Barnestown was platted in 1884 when the Marysville and Blue Valley Railroad was extended to that point. The community was named after Francis M. Barnes, an early settler.

==Geography==

According to the United States Census Bureau, the village has a total area of 0.24 sqmi, all land.

===Climate===

Climate data for Barneston, Nebraska (coordinates:40°02′56″N 96°34′29″W﻿ / ﻿40.0489°N 96.5747°W, 1991-2020)
| Month | Jan | Feb | Mar | Apr | May | Jun | Jul | Aug | Sep | Oct | Nov | Dec | Year |
| Average precipitation inches (mm) | 0.52 (13) | 0.90 (23) | 2.22 (56) | 2.96 (75) | 5.16 (131) | 4.97 (126) | 4.36 (111) | 3.46 (88) | 3.30 (84) | 2.46 (62) | 1.43 (36) | 0.71 (18) | 32.45 (823) |
| Average snowfall inches (cm) | 4.6 (12) | 3.1 (7.9) | 2.1 (5.3) | 1.3 (3.3) | 0.0 (0.0) | 0.0 (0.0) | 0.0 (0.0) | 0.0 (0.0) | 0.0 (0.0) | 0.4 (1.0) | 0.7 (1.8) | 3.3 (8.4) | 15.5 (39.7) |
| Average precipitation days (≥ 0.01 in) | 3.4 | 2.9 | 5.2 | 7.2 | 8.2 | 6.7 | 7.1 | 5.8 | 5.4 | 4.6 | 4.5 | 2.4 | 63.4 |
| Average snowy days (≥ 0.01 in) | 2.7 | 1.4 | 0.7 | 0.2 | 0 | 0 | 0 | 0 | 0 | 0.1 | 0.7 | 1.5 | 7.3 |
Source: NOAA

==Demographics==

Historical population
| Census | Pop. | Note | %± |
| 1900 | 250 |  | — |
| 1910 | 228 |  | −8.8% |
| 1920 | 258 |  | 13.2% |
| 1930 | 221 |  | −14.3% |
| 1940 | 219 |  | −0.9% |
| 1950 | 208 |  | −5.0% |
| 1960 | 177 |  | −14.9% |
| 1970 | 149 |  | −15.8% |
| 1980 | 155 |  | 4.0% |
| 1990 | 122 |  | −21.3% |
| 2000 | 122 |  | 0.0% |
| 2010 | 116 |  | −4.9% |
| 2020 | 90 |  | −22.4% |
U.S. Decennial Census

===2010 census===
As of the census of 2010, there were 116 people, 48 households, and 28 families living in the village. The population density was 483.3 PD/sqmi. There were 55 housing units at an average density of 229.2 /sqmi. The racial makeup of the village was 93.1% White and 6.9% from two or more races. Hispanic or Latino of any race were 8.6% of the population.

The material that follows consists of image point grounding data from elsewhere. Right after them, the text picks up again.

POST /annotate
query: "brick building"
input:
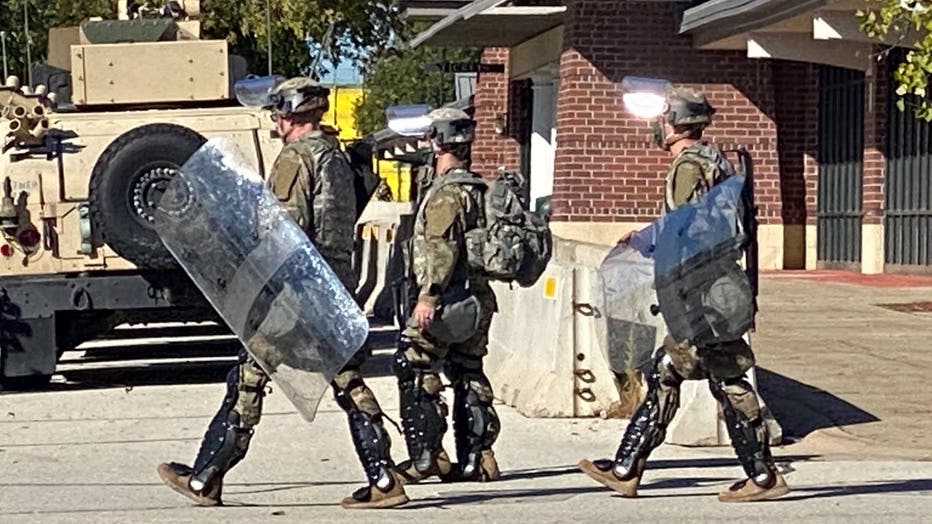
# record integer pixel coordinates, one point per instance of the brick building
(842, 177)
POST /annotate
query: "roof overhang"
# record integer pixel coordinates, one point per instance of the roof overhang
(817, 31)
(483, 23)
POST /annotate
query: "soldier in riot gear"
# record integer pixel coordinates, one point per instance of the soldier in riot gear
(313, 181)
(698, 166)
(450, 298)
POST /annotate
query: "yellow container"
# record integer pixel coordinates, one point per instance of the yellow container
(343, 100)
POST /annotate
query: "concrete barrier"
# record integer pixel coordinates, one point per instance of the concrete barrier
(545, 357)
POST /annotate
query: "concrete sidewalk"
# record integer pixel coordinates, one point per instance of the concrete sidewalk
(89, 456)
(852, 351)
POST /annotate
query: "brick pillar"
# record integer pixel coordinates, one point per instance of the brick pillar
(605, 168)
(493, 99)
(797, 96)
(875, 161)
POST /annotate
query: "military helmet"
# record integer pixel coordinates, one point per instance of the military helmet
(298, 95)
(687, 107)
(450, 126)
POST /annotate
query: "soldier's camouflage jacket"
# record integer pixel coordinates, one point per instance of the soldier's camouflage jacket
(314, 182)
(443, 219)
(693, 172)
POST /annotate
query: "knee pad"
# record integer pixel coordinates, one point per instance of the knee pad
(749, 436)
(373, 444)
(224, 445)
(423, 412)
(230, 431)
(475, 422)
(648, 425)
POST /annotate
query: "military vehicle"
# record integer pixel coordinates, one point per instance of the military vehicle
(85, 157)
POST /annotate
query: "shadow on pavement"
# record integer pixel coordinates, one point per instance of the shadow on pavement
(802, 409)
(901, 486)
(136, 364)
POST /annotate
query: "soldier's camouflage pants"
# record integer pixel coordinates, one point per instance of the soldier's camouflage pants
(475, 421)
(246, 389)
(724, 365)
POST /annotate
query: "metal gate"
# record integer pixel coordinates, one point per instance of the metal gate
(908, 195)
(841, 154)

There were 48 households, of which 22.9% had children under the age of 18 living with them, 45.8% were married couples living together, 8.3% had a female householder with no husband present, 4.2% had a male householder with no wife present, and 41.7% were non-families. 33.3% of all households were made up of individuals, and 14.6% had someone living alone who was 65 years of age or older. The average household size was 2.42 and the average family size was 3.04.

The median age in the village was 45 years. 20.7% of residents were under the age of 18; 8.6% were between the ages of 18 and 24; 20.7% were from 25 to 44; 37.1% were from 45 to 64; and 12.9% were 65 years of age or older. The gender makeup of the village was 47.4% male and 52.6% female.

===2000 census===
As of the census of 2000, there were 122 people, 49 households, and 31 families living in the village. The population density was 515.9 PD/sqmi. There were 57 housing units at an average density of 241.0 /sqmi. The racial makeup of the village was 99.18% White and 0.82% Native American. Other races including Hispanics or Latinos were 3.28% of the population.

There were 49 households, out of which 34.7% had children under the age of 18 living with them, 59.2% were married couples living together, 2.0% had a female householder with no husband present, and 36.7% were non-families. 28.6% of all households were made up of individuals, and 16.3% had someone living alone who was 65 years of age or older. The average household size was 2.49 and the average family size was 3.13.

In the village, the population was spread out, with 27.9% under the age of 18, 3.3% from 18 to 24, 25.4% from 25 to 44, 26.2% from 45 to 64, and 17.2% who were 65 years of age or older. The median age was 40 years. For every 100 females, there were 96.8 males. For every 100 females age 18 and over, there were 104.7 males.

As of 2000 the median income for a household in the village was $33,750, and the median income for a family was $40,625. Males had a median income of $31,429 versus $18,750 for females. The per capita income for the village was $13,255. There were 10.3% of families and 14.2% of the population living below the poverty line, including 6.8% of under eighteens and 23.5% of those over 64.